Erzurum’un kışı zorludur balam,
tandırında tezek yakar Erzurum,
buz tutar yiğitlerinin bıyığı
ve geceleyin karlı ovada
kaskatı katılaşmış, donmuş görürsün karanlığı.
Erzurum’da kavaklar, balam,
Erzurum’da kavaklar tane tane,
kavaklarda tane tane yapraklar.
Ve terden ve toz dumandan ve sinekten geçilmez
Erzurum’da yaz gelip de bastı mıydı sıcaklar.

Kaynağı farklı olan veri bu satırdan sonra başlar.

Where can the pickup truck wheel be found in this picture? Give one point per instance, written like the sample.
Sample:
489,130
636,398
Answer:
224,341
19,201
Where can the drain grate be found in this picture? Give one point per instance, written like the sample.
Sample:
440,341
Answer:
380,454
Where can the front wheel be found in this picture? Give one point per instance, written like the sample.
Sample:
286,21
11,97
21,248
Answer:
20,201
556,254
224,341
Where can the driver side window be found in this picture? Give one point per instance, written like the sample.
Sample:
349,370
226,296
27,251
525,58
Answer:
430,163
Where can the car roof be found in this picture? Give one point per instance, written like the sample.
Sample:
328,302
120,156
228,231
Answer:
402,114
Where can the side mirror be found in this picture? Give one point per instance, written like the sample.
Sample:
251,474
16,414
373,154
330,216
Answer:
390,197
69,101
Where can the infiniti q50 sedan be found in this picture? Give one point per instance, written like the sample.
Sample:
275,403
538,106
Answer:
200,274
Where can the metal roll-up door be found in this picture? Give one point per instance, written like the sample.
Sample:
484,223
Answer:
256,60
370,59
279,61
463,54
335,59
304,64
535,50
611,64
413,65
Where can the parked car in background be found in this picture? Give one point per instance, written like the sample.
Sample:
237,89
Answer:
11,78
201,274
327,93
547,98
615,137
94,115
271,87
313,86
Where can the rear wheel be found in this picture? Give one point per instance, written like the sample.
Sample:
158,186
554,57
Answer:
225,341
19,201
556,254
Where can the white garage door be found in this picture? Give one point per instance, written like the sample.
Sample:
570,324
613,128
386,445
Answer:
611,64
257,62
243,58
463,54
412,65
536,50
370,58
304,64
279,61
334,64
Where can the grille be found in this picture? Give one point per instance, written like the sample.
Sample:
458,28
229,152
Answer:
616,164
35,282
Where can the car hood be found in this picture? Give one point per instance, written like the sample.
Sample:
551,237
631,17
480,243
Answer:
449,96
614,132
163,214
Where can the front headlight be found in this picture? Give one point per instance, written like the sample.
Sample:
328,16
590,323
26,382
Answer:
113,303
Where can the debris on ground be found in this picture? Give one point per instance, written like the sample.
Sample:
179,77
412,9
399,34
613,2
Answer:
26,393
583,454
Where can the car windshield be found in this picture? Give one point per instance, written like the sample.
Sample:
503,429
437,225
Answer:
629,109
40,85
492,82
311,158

Erzurum’un düzdür, topraktır damı.
Erzurum güzelleri giyer, balam,
incecik ak yünden ehramı.
Yürek boynun büker, balam,
Erzurumlu türkülere.
Halim selimdir Erzurum’un adamı
ve lâkin dönmesin gözü bir kere!
Nazım Hikmet’in Kuvâyi Milliye Destanı’nda bir bölüm böyle diyordu aynen. Erzurum’un kışı zorludur balam. Malum kış günlerini yakın bir zamanda atlattık ve halen yazı bekliyoruz. Burada Erzurum’un geçirdiği kışların tasvirini yapmaya pek de gerek yok. Hepimiz o damdan düşen insanlarız. Kar, kış, kıyamet, buz, yolda kalma, doğalgaz, elektrik, bot, mont, kazak, battaniye derken güç bela kendimizi yaza atıyoruz. Atıyoruz da yazın da bizi kolaylıklar beklemiyor maalesef.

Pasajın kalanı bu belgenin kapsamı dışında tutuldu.